Some clients experience increased anxiety when markets head south, fearing the value of their investments will head in the same direction. Usually these clients’ first reaction is to want to abandon the markets and head for the safety of cash and cash equivalents, such as government bonds and guaranteed investment certificates.
Your role is to calm the nerves of clients and convince them that abandoning their long-term investments and sitting on the sidelines until the markets recover is a risky proposition that can cause them to fall short of their investment goals.
“The risk of being out of the market is greater than that of remaining invested during down markets,” says Ahad Ali, portfolio analyst with Octane Capital in Toronto.
There are several steps you can take to calm clients’ anxieties:
> Separate facts from fear and emotion
Remind clients that “what goes down will eventually come back up,” Ali says.
Explain that volatility and market downturns are temporary phenomena. Try to get clients to look at facts of how market behavior has affected the performance of their investments.
“Often, clients react emotionally to headlines that indicate a decline in a particular segment of the market,” Ali says, “even though they might not be exposed to that segment.”
Make them aware that all segments of the market do not necessarily behave the same way at the same time.
> Demonstrate market behaviour
Use appropriate charts and illustrations to demonstrate market behaviour to give clients comfort that even though their portfolios might have declined in value, such decline is only temporary. Illustrate the behaviour of various sectors of the market — for example, resources vs financial services.
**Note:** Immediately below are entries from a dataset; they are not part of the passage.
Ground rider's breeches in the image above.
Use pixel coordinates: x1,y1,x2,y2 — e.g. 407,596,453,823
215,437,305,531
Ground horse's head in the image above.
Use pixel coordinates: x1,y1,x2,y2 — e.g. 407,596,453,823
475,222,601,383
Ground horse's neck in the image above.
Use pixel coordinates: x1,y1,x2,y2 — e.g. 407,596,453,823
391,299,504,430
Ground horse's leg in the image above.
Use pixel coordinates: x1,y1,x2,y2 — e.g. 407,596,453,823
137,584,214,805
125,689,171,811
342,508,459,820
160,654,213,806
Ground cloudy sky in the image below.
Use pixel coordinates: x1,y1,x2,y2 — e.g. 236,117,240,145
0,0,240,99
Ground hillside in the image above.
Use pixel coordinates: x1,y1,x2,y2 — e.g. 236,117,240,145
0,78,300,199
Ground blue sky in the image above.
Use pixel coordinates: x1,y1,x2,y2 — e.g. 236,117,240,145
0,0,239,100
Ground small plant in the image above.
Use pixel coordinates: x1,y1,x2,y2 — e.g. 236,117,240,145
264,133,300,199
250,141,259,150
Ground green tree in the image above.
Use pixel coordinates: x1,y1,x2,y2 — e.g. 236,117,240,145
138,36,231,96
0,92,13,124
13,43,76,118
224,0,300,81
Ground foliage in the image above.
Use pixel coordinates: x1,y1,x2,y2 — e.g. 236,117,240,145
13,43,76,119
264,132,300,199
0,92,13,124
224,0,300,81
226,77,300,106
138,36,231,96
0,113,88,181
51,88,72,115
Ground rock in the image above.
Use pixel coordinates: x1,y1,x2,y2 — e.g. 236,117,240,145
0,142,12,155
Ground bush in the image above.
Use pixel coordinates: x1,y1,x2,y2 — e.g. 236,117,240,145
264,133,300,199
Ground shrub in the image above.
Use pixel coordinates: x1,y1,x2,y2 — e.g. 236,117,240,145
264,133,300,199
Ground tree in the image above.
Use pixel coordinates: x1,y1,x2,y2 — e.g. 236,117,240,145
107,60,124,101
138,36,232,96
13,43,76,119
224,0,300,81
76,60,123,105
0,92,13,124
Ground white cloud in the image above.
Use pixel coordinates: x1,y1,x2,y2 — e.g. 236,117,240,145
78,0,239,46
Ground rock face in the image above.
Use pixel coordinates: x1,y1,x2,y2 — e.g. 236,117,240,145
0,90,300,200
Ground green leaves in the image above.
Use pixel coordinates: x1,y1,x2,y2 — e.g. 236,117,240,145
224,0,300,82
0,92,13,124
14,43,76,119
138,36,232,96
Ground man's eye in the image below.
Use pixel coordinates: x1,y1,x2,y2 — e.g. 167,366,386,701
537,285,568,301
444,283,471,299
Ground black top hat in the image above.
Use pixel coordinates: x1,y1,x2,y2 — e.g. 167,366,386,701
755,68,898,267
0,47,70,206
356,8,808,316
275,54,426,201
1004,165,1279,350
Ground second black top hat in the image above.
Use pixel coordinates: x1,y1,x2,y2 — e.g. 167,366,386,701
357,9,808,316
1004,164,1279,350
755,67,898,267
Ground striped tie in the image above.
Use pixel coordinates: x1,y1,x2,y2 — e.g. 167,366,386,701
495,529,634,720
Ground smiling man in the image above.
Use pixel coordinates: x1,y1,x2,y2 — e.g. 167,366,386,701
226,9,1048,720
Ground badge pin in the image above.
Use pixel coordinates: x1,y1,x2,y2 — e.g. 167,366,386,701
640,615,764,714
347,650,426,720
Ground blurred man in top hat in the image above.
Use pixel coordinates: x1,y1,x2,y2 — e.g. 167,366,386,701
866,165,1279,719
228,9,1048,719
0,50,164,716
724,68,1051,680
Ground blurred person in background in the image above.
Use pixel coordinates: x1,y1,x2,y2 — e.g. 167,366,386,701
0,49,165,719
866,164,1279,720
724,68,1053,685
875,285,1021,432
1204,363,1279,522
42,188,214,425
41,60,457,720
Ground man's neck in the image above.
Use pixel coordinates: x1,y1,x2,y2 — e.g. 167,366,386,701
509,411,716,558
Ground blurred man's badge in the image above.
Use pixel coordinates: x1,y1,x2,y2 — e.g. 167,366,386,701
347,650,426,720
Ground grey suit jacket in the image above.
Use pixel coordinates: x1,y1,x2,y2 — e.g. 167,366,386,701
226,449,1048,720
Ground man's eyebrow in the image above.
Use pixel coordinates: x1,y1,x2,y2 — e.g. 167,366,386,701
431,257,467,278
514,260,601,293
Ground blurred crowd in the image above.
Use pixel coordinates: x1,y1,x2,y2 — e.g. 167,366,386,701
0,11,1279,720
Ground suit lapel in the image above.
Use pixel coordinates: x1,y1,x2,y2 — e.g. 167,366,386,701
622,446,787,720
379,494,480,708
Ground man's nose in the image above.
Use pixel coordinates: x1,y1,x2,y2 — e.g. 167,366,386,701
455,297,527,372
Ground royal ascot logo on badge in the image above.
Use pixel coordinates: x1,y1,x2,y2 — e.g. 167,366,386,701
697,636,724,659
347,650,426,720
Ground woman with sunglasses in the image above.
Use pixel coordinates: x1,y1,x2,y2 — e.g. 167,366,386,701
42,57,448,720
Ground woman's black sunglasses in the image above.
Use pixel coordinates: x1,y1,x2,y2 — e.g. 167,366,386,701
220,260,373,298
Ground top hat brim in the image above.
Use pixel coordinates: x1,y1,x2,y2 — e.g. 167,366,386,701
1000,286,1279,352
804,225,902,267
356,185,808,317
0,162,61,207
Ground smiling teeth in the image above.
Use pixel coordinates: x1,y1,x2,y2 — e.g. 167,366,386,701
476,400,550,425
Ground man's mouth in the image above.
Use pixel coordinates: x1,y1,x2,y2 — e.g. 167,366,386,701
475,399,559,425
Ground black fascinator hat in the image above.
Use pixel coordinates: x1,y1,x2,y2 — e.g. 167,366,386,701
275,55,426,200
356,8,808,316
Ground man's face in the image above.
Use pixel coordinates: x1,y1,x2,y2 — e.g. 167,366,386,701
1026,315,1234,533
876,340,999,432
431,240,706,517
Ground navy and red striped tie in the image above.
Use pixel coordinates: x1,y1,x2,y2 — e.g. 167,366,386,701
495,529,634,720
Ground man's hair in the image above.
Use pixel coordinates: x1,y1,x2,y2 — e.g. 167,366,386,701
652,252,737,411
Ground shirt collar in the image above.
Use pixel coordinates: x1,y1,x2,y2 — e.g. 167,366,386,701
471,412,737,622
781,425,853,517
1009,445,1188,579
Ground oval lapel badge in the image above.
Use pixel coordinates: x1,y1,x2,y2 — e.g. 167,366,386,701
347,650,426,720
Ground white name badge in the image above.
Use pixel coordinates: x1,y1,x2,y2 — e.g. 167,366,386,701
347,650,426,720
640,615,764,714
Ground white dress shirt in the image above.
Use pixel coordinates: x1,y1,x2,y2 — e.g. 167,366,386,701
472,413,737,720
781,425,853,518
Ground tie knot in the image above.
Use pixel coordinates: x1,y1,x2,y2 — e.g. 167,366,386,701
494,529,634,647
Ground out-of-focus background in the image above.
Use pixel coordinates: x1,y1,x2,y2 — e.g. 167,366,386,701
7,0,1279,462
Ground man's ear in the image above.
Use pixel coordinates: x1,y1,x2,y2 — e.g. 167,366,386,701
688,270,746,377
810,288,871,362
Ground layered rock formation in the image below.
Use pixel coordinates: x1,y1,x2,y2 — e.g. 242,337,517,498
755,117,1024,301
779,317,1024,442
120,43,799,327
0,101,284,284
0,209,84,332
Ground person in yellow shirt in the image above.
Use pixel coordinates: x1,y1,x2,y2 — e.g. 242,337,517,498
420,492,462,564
“Provide reasons for any declines,” Ali says, “and use third-party sources, if available, to validate your reasons.”
> Remind clients of their long-term objectives
Explain to your clients that you have structured their investments to meet their long-term objectives, which may be many years away. Therefore, they should not worry about temporary market fluctuations.
“Explain why you constructed a diversified portfolio,” Ali says. “Gains in some sectors are offset by losses in others.” These offsets minimize potential losses.
Although you should have had this discussion with clients previously, it is worthwhile to remind them. “The risk of losing money can trigger fear and anxiety.”
> Tell them that they pay you to worry
Give clients comfort by reminding them that your role as their advisor is to “worry about how well their investments are doing,” Ali says. Therefore, they should leave the worrying to you.
Repeat to clients that you have a disciplined process for managing their assets that helps you sleep at night — and that they should not be losing sleep.
> Reassure clients
Remind your clients that you are staying on top of market developments and will make changes to their asset mix if the situation warrants in order to minimize any losses. Assure them that you will be in contact should that become necessary.
Says Ali: “Demonstrate confidence in your investment process to make clients comfortable.”
This is the second part in a two-part series on talking to clients during periods of market volatility.